Une lettre


Une lettre

mis en ligne le 10 septembre 2015

Une lettre de mon cousin, Bernard Montcel, ce qui prouve à quel point les livres sont utiles pour construire et reconstruire le lien humain, qu’il soit familial ou social, ou les deux.

Bernard Montcel est angliciste, enseignant et musicien. Il est aussi très actif dans le domaine du chant choral. Il est le fils de Louis Montcel, un sculpteur qui bien que très doué et productif est demeuré inconnu, la région stéphanoise n’est pas très apte à reconnaître les siens...

Chère cousine

C’est avec une grande émotion que j’ai refermé ton dernier livre “La Reconstitution”. Mais peut-on qualifier de livre cet « OLNI » Objet Littéraire Non Identifiable ?

Ma franchise (naïveté ?) m’a souvent joué des tours dans la vie. Fort heureusement mes amis ont été peu nombreux mais très fidèles, tu peux donc croire que les compliments que je t’adresse pour ce brillant opus sont sincères et aussi objectifs que possible. Nous nous sommes d’ailleurs hélas trop peu fréquentés pour qu’une réelle affection se soit développée entre nous qui pourrait m’aveugler.

Je suis un piètre connaisseur de la chose littéraire. Mes connaissances footballistiques si éloignées, du moins le crois-je, de ton monde seraient plus garantes de mon expertise !

Le point de vue objectif d’abord. J‘ai découvert encore plus que dans tes BDs précédentes l’efficacité de cette co-habitation de dessins et de texte. J’ai apprécié cette immersion dans le récit que tu obtiens grâce à la complémentarité, que dis-je, la complicité de ces deux moyens d’expression. Je trouve que ton style graphique (on dit ça ?) est particulièrement adapté à une biographie surtout quand il s’agit d’évoquer une vie aussi riche et particulière (j’allais dire « dingue ») que la tienne. Le foisonnement des dessins, loin de perturber le récit, est au contraire l’occasion de pauses propices à la pensée et à l’émotion.
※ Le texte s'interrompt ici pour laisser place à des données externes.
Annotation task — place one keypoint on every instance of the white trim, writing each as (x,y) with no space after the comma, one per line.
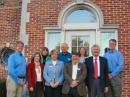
(50,31)
(69,35)
(74,6)
(24,19)
(80,26)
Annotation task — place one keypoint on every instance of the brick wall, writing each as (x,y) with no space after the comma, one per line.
(45,13)
(10,14)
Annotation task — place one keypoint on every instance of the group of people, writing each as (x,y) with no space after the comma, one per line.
(66,75)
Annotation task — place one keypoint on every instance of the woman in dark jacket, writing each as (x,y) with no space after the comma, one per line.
(35,77)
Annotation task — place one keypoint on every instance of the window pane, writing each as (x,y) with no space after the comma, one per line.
(80,41)
(105,37)
(81,16)
(53,41)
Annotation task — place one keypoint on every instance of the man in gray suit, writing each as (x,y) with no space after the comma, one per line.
(74,74)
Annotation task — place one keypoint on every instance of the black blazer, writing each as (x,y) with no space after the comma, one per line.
(103,72)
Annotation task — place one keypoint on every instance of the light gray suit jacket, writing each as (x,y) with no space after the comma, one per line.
(81,75)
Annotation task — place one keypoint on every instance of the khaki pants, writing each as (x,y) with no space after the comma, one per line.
(13,90)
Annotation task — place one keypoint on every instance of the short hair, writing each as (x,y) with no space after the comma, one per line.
(45,48)
(113,40)
(64,43)
(76,54)
(52,52)
(33,57)
(19,42)
(95,46)
(84,49)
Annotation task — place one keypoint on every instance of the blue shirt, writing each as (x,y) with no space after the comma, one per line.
(115,61)
(65,57)
(53,72)
(17,66)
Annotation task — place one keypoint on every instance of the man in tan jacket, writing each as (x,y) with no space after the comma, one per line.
(74,74)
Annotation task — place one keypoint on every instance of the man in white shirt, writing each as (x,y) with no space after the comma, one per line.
(97,73)
(74,74)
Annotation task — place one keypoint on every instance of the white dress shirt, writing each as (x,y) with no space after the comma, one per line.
(98,62)
(38,73)
(74,71)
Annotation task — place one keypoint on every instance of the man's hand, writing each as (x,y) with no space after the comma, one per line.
(110,76)
(74,83)
(106,90)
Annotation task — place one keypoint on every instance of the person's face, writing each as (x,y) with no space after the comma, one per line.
(96,51)
(44,52)
(19,47)
(75,59)
(82,51)
(54,56)
(64,48)
(37,58)
(112,45)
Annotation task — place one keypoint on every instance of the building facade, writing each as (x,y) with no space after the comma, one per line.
(48,23)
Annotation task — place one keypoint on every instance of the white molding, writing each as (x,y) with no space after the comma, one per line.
(74,6)
(24,19)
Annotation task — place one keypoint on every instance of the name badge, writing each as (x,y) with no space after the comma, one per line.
(50,66)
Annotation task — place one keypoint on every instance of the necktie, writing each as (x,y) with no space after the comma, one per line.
(95,69)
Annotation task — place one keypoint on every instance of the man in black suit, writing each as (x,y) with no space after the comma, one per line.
(97,73)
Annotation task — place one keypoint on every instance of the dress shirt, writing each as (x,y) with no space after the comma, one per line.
(74,71)
(115,61)
(98,62)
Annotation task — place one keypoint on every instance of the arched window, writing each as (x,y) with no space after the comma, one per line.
(81,16)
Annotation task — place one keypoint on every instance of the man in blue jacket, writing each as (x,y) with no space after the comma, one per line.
(116,64)
(16,72)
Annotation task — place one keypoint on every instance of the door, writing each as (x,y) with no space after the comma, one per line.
(77,39)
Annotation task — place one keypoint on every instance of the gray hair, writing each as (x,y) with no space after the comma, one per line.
(53,51)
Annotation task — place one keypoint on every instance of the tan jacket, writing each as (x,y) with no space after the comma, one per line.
(81,75)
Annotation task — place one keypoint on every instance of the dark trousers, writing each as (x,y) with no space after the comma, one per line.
(95,90)
(115,86)
(38,90)
(72,93)
(53,92)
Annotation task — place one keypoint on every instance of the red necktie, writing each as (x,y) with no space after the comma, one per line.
(95,68)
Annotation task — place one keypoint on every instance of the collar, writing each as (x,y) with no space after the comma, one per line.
(95,57)
(111,51)
(64,53)
(18,53)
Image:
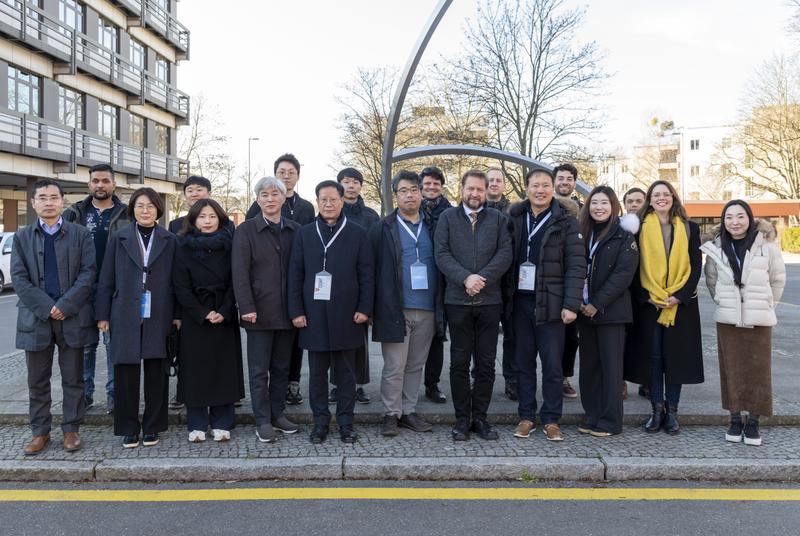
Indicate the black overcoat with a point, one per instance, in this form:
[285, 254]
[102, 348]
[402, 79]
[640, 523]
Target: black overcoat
[330, 323]
[119, 294]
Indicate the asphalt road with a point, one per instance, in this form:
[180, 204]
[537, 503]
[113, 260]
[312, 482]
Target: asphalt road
[403, 517]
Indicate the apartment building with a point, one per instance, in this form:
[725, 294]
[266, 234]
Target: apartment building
[88, 82]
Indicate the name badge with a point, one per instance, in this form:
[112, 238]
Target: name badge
[527, 276]
[419, 276]
[144, 310]
[323, 282]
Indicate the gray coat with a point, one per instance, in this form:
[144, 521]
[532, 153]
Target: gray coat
[76, 275]
[119, 293]
[459, 253]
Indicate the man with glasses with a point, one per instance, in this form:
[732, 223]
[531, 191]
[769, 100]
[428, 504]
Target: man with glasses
[473, 252]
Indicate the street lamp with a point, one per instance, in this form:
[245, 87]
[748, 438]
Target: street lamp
[249, 177]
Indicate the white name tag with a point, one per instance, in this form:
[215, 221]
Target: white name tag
[527, 276]
[146, 304]
[323, 282]
[419, 276]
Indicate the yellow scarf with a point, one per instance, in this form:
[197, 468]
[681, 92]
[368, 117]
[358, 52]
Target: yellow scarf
[657, 278]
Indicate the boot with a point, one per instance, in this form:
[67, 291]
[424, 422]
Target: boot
[656, 420]
[671, 425]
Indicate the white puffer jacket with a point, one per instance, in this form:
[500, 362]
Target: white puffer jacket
[763, 279]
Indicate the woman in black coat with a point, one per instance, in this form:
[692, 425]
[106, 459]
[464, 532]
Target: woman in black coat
[210, 355]
[612, 257]
[666, 349]
[135, 302]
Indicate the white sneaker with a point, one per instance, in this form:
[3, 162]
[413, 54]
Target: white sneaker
[221, 435]
[197, 436]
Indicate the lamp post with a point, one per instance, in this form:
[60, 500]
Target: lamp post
[249, 177]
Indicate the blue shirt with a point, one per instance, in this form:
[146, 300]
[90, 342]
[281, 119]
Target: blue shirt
[417, 299]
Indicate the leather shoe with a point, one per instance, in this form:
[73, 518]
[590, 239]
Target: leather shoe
[319, 434]
[71, 441]
[37, 445]
[484, 430]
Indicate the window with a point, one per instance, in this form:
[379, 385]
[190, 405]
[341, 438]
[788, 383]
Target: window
[136, 130]
[162, 139]
[107, 120]
[70, 107]
[23, 91]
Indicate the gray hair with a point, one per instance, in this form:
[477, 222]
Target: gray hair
[265, 183]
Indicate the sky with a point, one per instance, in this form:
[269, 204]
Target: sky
[273, 69]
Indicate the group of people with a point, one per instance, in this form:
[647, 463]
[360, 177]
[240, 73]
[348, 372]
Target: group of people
[556, 273]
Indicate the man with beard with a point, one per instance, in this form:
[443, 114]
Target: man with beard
[103, 214]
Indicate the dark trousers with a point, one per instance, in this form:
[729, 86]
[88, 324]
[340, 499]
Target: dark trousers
[546, 340]
[318, 365]
[570, 349]
[658, 368]
[602, 351]
[40, 370]
[296, 362]
[219, 417]
[473, 330]
[268, 355]
[126, 397]
[435, 361]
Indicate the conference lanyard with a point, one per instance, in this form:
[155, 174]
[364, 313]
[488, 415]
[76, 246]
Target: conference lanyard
[330, 243]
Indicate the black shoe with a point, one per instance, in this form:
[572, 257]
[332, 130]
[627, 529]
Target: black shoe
[671, 425]
[460, 431]
[656, 420]
[361, 396]
[511, 392]
[433, 394]
[389, 428]
[347, 434]
[319, 434]
[484, 430]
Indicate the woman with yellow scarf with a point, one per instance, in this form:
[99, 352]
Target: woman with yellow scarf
[666, 349]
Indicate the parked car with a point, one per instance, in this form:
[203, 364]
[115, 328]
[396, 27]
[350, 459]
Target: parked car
[6, 242]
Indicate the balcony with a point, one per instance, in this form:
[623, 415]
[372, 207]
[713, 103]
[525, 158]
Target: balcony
[33, 136]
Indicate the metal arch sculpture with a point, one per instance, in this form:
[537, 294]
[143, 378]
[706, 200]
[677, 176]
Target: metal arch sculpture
[389, 156]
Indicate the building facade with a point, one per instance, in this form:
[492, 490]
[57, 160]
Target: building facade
[89, 82]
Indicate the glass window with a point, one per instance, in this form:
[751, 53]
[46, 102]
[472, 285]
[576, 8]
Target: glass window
[107, 120]
[136, 131]
[23, 91]
[70, 107]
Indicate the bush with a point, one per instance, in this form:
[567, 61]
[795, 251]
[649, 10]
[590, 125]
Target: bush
[790, 240]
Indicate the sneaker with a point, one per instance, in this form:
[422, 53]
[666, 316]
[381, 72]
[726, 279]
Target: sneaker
[266, 433]
[293, 395]
[553, 432]
[569, 391]
[734, 433]
[284, 425]
[751, 434]
[197, 436]
[524, 429]
[221, 435]
[361, 396]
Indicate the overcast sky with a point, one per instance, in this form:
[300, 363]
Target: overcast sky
[274, 68]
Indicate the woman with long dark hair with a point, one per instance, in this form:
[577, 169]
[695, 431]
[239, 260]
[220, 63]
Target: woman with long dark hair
[667, 351]
[745, 275]
[210, 355]
[612, 257]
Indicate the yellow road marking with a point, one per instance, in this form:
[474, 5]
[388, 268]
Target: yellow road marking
[444, 494]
J’ai également non pas découvert mais ressenti au plus près l’univers impitoyable du milieu artistique et la profonde cruauté de notre société envers les femmes qui ne sont généralement ni des putains ni des saintes, (et parfois les deux ! Si,si), surtout si elles ont un talent et une force susceptibles de faire de l’ombre aux machos et autres dominants.

La partie émotion littéraire maintenant. Celui qui a le plus vibré à ton récit c’est le cousin qui regrette tant, faute de t’avoir connue plus tôt, de n’avoir pu partager avec toi toutes ces joies et ces peines. A chaque méandre de tes pérégrinations je me suis dit que j’aurais tant aimé t’aimer si nous n’avions été si loin l’un de l’autre. J’aurais aussi aimé t’aider, comme l’écrivait Voltaire, à "écraser l’infâme". Je suis, depuis ma jeunesse, un adepte de l’ataraxie, vertu chantée aussi bien par les stoïciens que par les épicuriens dont je suis l’indéfectible disciple. A ce titre je pense de façon très immodeste que j’aurais pu t’apporter un peu de douceur. Que je sois ridicule jusqu’au bout en t’avouant sans honte que j’ai souvent pleuré au cours de ton récit.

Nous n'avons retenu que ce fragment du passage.